Essentially Idiot/Savant here claims the parent in his example are guilty, apriori, and as such, when they go to trial, they should not be able to attempt to raise a defence. The problem is that the whole point of having a trial is to determine guilt or innocence. Even when it seems pretty obvious, trials are still necessary and the right to due process still applies. This right to due process includes, alongside the presumption of innocence, a right to raise a defence, no matter how stupid or implausible, and have the court assess it. The importance of this concept can be summed up by Blackstone’s Ratio, “Better that ten guilty persons escape than that one innocent suffer.”[1]
Supporters of the anti-smacking law do not seem to get this. This ‘claiming a defence’ issue has been raised a lot ever since Sue Bradford first began promoting her bill to remove the old s59 defence, of reasonable force for the purposes of correction, from the Crimes Act. If you read the Vote Yes site, if you read the media releases and the articles and listen to the interviews you will hear it a lot.
Of course what Idiot/Savant, Bradford, the Vote Yes people, et al miss is that there is a world of difference between claiming a defence and succeeding in doing so. The court is not stupid and the people making the determinations of guilt or innocence in our courts are normal, everyday people. If it is so obvious to all of us that hitting a child across the face with a soup ladle is child abuse, and it is obvious to all of us, a court, made up of people like us, is not going to rule that such an action is an example of reasonable force.
The 34 reported cases on the old s59 are readily available in any law library and if you read them, instead of the media reports and politicians and websites and blogs, you will see time and time and time again child abusers
failing in their attempts to raise the defence of reasonable force. The majority resulted in convictions and the few that did not were more often than not due to things like it not being proven who abused the child – which is terribly sad for the child, but you can’t just convict anyone so that you can chalk up a conviction! Wrongly decided cases are a fact of life. Just like doctors making mistakes on the operating table, just like us making driving errors. We should try very hard to ensure that these do not happen but to remove a defence entirely and risk the prosecution of the innocent is not the answer. Besides, some of the cases cited in the media as being wrongly decided were not even cases where s59 was raised, other defences like self-defences were in play… shall we remove self-defence as defence?
The contempt for due process does not stop here; statements like Idiot/Savants that, “The only people who oppose that are people who wish to abuse children in that way,” show that he is willing to accuse anyone of being a supporter of child abuse because they support the right of an accused to a fair trial.
Chilling. Basically once accused of something heinous, one should not be allowed to defend oneself and anyone who disagrees is morally on par with a child abuser.

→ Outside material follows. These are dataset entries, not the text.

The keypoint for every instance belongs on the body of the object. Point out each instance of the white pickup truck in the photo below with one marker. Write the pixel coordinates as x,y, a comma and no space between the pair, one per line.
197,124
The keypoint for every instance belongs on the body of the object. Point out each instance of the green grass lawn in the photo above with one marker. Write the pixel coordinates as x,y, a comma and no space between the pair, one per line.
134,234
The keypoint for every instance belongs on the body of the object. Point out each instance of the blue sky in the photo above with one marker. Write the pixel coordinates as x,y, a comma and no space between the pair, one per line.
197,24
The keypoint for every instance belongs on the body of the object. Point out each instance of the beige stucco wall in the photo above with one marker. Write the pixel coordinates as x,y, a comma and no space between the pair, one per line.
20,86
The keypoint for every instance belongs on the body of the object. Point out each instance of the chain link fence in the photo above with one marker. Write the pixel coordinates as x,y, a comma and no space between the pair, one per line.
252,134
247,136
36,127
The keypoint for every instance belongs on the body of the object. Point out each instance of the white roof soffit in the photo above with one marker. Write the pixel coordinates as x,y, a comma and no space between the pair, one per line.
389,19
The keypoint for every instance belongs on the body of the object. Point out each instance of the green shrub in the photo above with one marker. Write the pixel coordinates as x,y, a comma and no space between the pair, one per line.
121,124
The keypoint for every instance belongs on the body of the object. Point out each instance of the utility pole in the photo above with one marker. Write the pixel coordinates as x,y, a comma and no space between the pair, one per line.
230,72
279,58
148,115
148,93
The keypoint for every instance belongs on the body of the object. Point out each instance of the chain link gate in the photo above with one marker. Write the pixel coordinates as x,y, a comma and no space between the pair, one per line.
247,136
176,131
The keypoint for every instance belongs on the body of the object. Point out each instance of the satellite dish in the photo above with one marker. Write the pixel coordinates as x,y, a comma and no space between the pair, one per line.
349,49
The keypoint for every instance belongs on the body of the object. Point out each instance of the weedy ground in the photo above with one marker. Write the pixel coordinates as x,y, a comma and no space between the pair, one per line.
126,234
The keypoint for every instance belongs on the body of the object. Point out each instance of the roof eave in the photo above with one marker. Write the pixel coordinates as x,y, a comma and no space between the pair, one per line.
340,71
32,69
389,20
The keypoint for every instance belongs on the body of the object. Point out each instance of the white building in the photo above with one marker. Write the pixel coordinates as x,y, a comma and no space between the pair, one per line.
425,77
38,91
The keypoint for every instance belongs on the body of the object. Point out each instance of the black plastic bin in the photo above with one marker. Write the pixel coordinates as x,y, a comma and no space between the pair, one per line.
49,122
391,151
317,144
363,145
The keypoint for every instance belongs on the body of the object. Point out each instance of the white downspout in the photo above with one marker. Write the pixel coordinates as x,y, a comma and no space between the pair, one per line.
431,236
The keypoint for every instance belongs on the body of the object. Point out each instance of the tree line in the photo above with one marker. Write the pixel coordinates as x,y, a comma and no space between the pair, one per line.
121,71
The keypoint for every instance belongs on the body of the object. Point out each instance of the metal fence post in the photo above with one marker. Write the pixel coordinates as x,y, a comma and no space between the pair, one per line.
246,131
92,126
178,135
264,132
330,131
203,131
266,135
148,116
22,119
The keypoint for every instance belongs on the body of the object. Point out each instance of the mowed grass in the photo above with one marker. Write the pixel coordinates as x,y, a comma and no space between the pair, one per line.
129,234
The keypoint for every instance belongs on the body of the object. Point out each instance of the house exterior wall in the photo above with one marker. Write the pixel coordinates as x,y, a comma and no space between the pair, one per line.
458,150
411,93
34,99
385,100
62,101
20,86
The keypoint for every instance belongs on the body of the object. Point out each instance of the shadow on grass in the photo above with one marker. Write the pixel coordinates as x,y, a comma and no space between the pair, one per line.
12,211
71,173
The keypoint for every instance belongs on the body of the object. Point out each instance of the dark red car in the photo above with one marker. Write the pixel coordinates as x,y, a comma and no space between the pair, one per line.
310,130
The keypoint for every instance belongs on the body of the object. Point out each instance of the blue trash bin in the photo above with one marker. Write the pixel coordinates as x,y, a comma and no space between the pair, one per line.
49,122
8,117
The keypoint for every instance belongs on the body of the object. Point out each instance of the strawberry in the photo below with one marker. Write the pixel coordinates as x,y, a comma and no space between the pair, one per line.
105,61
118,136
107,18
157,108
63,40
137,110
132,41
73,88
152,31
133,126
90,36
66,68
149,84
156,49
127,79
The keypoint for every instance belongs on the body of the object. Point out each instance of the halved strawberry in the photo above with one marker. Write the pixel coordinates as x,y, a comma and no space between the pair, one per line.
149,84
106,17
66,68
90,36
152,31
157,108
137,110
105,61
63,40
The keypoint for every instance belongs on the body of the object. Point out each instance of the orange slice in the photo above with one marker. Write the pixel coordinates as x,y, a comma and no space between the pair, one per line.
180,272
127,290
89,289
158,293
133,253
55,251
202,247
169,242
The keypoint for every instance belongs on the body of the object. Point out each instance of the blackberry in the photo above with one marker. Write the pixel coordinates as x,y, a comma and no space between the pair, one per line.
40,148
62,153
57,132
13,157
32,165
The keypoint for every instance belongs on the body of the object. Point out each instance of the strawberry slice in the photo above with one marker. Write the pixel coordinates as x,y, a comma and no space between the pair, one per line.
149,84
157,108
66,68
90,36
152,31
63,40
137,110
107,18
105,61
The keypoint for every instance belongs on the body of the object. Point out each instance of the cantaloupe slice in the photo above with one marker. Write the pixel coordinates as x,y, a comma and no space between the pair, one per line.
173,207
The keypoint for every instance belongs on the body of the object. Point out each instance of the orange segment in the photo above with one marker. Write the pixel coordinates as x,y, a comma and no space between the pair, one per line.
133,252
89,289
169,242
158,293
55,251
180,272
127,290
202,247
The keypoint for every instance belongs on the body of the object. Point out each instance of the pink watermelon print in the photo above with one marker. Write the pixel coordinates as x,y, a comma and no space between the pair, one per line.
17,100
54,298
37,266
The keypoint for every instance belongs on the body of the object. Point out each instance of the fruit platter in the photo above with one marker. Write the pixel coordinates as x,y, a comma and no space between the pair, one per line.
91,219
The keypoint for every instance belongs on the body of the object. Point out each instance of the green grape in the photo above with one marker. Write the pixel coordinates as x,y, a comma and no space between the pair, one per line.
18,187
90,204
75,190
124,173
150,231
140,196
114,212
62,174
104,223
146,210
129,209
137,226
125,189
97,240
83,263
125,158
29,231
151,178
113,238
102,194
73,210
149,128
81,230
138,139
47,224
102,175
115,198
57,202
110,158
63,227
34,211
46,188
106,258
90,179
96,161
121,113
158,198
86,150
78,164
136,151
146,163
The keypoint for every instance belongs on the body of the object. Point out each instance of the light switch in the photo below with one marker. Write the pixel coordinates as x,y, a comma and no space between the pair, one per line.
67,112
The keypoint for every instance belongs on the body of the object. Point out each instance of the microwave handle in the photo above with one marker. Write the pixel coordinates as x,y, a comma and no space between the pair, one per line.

There is another patently obvious flaw in Idiot/Savant’s argument; removing the defence doesn’t just prevent people who seriously abuse children from raising the defence it also prevents the wrongly accused from being able to raise it. However, without defences there is no way of separating the two. I am not speaking here of those who can stand up in court and honestly state ‘I did not touch my child,’ such accused could plead ‘not guilty,’ I am speaking of those who end up in court for smacking their children, not hitting them with soup ladles across the face; I am speaking of those who with an open hand, lightly, smack a child on the bottom once, not out of anger or in the midst of rage but in response to disobedience on the part of child. Such people cannot plead not guilty if accused of assault, they have no legal defence if they end up before a court. To remove legal defences from people innocent of child abuse to ensure that the net catches everyone is wrong.
[1] William Blackstone Commentaries on the Laws of England (Clarendon Press: Oxford, 1760).